I also forgot to mention earlier that my province, Loei, doesn’t have any aquariums. Whether or not there were any other suitable field trip options in Loei, I suppose, is entirely irrelevant. This was an aquarium field trip. So we were on our way to the aquarium in NongKhai, three provinces over. Again, I understand things are different here, but I don’t recall ever going on a field trip to North Dakota when I was in school.
Anyway, the trip to NongKhai, with the Karaoke blasting and students swaying in the aisles the entire way there, took around 3 hours. Finally, around 10:15am, we had arrived at the NongKhai Aquarium. I assumed this meant we would be getting the most out of our long trip and staying for a while. At least through lunch, maybe even beyond. I walked through the aquarium, looking at each tank and began to realize I was mistaken once again. Aquariums are actually opportunities for Thai students to race through the building as quickly as possible. Huh, who knew?
By 11am, 45 minutes after we had arrived, all 450 students had entered and exited the aquarium.

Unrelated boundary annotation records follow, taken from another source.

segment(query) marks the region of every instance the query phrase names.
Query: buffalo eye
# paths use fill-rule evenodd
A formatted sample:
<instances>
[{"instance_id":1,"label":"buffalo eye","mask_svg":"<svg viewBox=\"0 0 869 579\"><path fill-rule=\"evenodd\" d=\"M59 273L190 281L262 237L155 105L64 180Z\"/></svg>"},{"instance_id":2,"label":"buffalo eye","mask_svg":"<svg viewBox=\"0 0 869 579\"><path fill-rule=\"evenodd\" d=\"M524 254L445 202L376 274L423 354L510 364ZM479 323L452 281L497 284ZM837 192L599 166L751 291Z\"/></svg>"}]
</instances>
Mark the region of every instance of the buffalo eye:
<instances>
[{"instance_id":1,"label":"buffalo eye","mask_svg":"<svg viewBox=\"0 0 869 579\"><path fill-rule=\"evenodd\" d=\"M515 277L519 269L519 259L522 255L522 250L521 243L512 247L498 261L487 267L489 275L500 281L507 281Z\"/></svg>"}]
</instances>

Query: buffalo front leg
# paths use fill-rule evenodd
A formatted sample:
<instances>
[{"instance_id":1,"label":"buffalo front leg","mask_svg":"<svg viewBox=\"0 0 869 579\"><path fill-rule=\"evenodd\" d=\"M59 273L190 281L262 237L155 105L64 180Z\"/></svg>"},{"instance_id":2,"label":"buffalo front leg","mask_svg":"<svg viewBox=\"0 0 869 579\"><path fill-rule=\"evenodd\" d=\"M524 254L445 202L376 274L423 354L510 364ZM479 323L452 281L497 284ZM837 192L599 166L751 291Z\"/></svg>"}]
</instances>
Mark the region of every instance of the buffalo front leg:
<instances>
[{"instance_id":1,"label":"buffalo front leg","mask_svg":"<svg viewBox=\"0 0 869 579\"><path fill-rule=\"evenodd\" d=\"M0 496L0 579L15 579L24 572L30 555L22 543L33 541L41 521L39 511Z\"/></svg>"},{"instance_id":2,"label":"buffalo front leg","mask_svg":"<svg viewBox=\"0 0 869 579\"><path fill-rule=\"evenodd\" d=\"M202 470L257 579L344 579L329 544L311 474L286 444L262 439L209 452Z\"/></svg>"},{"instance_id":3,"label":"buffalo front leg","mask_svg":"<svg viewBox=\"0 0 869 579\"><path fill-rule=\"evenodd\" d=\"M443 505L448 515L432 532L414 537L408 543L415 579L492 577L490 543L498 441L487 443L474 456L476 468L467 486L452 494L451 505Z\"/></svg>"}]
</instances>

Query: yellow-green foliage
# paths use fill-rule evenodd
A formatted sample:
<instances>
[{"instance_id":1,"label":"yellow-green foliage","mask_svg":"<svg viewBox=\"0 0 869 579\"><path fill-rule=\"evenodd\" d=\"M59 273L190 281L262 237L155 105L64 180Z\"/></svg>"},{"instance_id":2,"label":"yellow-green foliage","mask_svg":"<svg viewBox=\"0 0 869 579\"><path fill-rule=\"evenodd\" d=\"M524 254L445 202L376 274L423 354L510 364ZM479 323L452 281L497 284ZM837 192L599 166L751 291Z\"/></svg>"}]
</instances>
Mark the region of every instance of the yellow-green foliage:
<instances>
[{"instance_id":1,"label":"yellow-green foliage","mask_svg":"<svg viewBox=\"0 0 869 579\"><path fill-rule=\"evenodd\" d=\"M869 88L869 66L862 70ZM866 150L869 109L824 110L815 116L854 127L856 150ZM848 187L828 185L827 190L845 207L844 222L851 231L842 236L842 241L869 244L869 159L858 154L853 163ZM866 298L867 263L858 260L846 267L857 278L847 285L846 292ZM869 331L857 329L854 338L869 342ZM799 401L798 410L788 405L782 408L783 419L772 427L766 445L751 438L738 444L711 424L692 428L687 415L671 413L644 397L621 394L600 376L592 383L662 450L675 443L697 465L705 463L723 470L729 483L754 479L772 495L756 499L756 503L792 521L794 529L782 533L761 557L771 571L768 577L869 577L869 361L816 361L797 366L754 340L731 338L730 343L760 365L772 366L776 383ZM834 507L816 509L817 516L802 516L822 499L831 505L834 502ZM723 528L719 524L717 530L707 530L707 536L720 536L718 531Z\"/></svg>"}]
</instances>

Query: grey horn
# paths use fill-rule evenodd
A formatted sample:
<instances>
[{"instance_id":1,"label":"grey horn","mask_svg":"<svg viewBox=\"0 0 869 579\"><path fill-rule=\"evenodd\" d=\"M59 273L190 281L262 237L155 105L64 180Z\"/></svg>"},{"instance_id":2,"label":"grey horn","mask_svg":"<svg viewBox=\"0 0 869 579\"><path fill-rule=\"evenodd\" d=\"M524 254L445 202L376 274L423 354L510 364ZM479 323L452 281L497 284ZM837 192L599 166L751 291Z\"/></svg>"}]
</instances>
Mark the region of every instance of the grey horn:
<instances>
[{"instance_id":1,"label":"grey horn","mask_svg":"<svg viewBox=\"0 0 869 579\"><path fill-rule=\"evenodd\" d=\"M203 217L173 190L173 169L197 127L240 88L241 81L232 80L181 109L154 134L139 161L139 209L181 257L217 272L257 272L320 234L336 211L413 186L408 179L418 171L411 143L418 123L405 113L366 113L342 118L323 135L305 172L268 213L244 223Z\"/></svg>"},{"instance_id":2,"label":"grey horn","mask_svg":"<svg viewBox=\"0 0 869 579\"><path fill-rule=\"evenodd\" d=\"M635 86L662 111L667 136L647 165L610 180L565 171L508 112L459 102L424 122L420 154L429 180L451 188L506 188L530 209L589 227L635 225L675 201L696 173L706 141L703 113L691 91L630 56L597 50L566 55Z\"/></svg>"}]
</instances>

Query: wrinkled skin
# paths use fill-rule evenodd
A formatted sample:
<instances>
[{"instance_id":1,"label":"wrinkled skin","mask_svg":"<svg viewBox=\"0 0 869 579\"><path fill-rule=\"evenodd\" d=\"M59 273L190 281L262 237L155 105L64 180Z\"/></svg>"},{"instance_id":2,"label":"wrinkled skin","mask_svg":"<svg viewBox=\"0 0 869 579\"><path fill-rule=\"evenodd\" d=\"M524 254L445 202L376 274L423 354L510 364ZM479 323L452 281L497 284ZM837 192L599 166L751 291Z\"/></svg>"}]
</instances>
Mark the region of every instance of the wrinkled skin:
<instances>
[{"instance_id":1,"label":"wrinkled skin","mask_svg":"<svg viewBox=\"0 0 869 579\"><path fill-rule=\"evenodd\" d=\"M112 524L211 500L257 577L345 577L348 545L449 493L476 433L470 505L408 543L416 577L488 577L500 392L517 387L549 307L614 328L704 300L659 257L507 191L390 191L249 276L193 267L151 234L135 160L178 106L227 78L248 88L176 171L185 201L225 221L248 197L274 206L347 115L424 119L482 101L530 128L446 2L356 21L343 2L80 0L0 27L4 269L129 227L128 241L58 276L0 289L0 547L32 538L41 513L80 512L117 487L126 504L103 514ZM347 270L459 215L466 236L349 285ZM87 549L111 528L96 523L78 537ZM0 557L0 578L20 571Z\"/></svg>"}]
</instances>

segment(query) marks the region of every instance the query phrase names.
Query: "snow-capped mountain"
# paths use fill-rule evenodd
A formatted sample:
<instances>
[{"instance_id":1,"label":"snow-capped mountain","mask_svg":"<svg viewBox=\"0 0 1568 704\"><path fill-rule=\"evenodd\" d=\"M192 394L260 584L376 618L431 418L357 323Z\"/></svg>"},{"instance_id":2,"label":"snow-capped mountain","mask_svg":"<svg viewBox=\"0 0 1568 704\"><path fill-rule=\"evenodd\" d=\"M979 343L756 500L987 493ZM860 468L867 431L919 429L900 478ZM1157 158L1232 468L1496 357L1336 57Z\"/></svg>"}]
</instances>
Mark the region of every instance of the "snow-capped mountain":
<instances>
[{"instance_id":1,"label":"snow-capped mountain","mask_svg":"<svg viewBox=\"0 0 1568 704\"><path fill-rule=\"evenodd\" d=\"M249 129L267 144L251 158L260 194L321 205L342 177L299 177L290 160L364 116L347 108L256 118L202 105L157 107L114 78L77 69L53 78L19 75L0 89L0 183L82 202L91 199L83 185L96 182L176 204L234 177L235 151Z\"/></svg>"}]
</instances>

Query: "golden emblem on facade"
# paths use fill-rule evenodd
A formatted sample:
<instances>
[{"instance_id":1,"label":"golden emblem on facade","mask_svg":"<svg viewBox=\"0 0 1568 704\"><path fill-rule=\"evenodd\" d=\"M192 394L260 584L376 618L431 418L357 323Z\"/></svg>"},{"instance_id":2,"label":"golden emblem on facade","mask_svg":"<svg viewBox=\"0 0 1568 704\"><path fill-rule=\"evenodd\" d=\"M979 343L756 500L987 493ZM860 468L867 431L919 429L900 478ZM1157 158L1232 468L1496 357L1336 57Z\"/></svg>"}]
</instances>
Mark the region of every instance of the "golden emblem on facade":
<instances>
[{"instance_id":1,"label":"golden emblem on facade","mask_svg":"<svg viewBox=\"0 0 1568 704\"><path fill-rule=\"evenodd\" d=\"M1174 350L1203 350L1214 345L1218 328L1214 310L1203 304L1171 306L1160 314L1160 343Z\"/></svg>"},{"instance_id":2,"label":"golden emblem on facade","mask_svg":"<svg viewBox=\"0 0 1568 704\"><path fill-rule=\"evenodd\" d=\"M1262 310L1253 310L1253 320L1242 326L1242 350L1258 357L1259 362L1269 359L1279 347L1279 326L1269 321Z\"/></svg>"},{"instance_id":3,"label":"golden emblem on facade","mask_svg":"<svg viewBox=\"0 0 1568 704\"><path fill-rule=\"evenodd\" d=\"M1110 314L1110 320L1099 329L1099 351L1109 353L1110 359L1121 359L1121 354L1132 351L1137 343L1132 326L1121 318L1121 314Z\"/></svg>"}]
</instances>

By 11:15am, we were all back on the Karaoke bus and on our way to stop no. 2, the NongKhai market, where students were given an opportunity to walk around, take pictures, and spend whatever money their parents might have given to them. We spent about an hour at the market, leaving around 12:30pm, ready once again for the 3 hour Karaoke dance party that is a Thai field trip, all the way back to school.
Which brings me back to cultural differences: while this story may seem outrageous in many ways (and certainly felt that way while I was experiencing it), it does make a lot of sense, culturally speaking. First, Karaoke is huge here, regardless of age, so there’s that. And second, road safety is less of a priority in Thailand, for better or worse.
Finally, like I mentioned at the beginning, having ‘fun’ is a central component to how Thai people go about living their lives. For these students, the point of the field trip wasn’t so much being at an aquarium and walking around a market, it was about getting a day to spend with their classmates away from the usual school setting, singing their favorite songs, laughing, and having fun while they did it.
For me, it was a reminder to live in the moment, to make the most out of whatever situation I find myself in, and to simply remember to have fun. As they say, life is for living, right? Now, granted, safety is very important. But maybe there is a balance that can be reached between the two extremes of silent students seat-belted into place and a Karaoke party bus with students dancing in the aisles. Generally speaking, however, I’m glad Thailand has helped to remind me that life is short so we should enjoy it while we can.